His eight years at Clyde also included reaching three finals of the Glasgow Cup, all ending in defeat (twice losing out to Celtic and once to Rangers after a replay, in which Cowan conceded a penalty kick for handball which resulted in the only goal). His spell at the club ended at the same time as their relegation from the top division in 1923–24, ending an 18-year run in the top division. A benefit match was played for him against Rangers in March 1924 to recognise his long service.

===United States===
Cowan moved on to Dunfermline Athletic for one season before heading to the United States, aged 31, to play in the American Soccer League. (Note: Although by no means a new development, the timing of his departure coincided almost exactly with the Scottish Football Association hierarchy meeting to discuss the "American menace", as they described the exodus of players crossing the Atlantic for a new challenge with attractive wages, in many cases circumventing the 'retain or transfer' system in Britain by which a club could hold on to registered players whom they did not intend to utilise until another club paid a nominated transfer fee, without having to pay them; however this was only applicable to the Scottish and English leagues, and moving abroad (Ireland was also a popular choice) was at times the only career continuation option available to out-of-favour players with a high transfer price and no bidders for their services.)

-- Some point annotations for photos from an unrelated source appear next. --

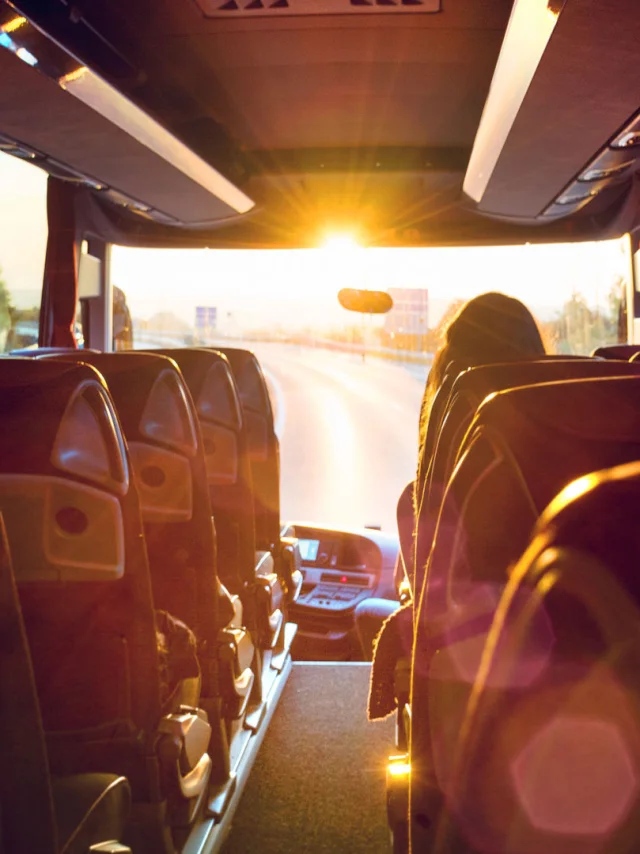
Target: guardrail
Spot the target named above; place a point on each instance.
(181, 339)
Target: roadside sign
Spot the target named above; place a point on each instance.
(206, 318)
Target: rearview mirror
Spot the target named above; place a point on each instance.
(365, 302)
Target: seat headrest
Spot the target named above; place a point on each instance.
(249, 379)
(592, 409)
(211, 383)
(486, 379)
(59, 418)
(64, 473)
(617, 351)
(598, 514)
(150, 394)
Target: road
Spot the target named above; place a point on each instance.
(348, 433)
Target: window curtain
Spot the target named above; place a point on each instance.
(60, 287)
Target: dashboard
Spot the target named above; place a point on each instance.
(340, 569)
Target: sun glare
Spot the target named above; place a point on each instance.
(340, 243)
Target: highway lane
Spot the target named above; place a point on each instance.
(348, 433)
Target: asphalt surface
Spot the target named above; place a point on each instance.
(348, 433)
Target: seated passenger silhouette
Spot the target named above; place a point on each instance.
(488, 329)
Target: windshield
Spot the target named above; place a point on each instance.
(346, 388)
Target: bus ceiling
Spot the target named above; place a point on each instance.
(193, 124)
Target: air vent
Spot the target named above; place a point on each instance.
(255, 8)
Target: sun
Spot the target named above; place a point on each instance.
(340, 243)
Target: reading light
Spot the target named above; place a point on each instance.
(398, 768)
(87, 87)
(13, 25)
(528, 32)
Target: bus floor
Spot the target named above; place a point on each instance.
(318, 783)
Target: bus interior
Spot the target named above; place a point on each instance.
(180, 666)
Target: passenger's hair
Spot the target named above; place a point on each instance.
(489, 328)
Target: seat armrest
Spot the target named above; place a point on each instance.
(291, 567)
(185, 763)
(90, 809)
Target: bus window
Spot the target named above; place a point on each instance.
(23, 236)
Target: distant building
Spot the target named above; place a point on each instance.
(410, 313)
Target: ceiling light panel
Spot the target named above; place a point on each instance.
(262, 8)
(530, 27)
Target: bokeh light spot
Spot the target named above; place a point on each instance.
(575, 777)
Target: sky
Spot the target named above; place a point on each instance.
(298, 288)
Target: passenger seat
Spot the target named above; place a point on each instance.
(40, 815)
(523, 447)
(553, 721)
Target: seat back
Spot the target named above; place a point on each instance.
(25, 789)
(473, 386)
(553, 717)
(523, 446)
(264, 448)
(162, 431)
(73, 523)
(210, 381)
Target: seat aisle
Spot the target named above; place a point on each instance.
(318, 784)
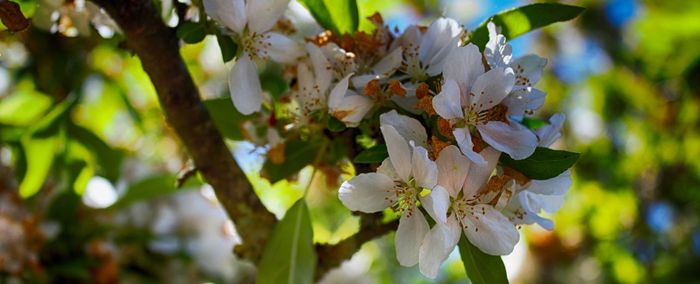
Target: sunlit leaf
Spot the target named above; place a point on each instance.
(39, 155)
(297, 155)
(227, 46)
(335, 125)
(373, 155)
(518, 21)
(289, 255)
(191, 32)
(481, 267)
(339, 16)
(109, 160)
(544, 164)
(533, 123)
(23, 108)
(226, 118)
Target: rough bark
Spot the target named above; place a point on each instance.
(158, 48)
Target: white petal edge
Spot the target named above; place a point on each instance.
(409, 236)
(512, 138)
(453, 168)
(409, 128)
(244, 86)
(399, 151)
(369, 193)
(492, 232)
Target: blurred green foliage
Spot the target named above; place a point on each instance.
(71, 108)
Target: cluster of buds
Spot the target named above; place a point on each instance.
(446, 110)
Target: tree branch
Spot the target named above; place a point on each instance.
(158, 48)
(331, 256)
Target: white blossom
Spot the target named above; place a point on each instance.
(470, 97)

Initially he was with the New Bedford Whalers, playing regularly for two seasons and winning the Lewis Cup in 1926. He then had short spells with other clubs: he began 1927–28 with the Hartford Americans before they were withdrawn from the league, then played a few matches each for the New York Nationals and the Fall River – he was not involved in the later stages of the Nationals' winning run in the 1928 National Challenge Cup. In 1928–29 he played for J. & P. Coats who changed identity mid-season to become the Pawtucket Rangers. By now at the veteran stage, he returned to the Whalers in 1929 and played a handful of games for them, likely as an emergency stand-in, over the next two seasons, a somewhat chaotic period known as the 'soccer wars', featuring several disputes, teams resigning and rival leagues being created, coinciding with the Great Depression which brought about the end of the system altogether a few years later.

==Personal life==
His son of the same name was born in Scotland but grew up in New Bedford and became an American citizen in order to serve in the US Air Force during World War II; he was killed in action in 1944.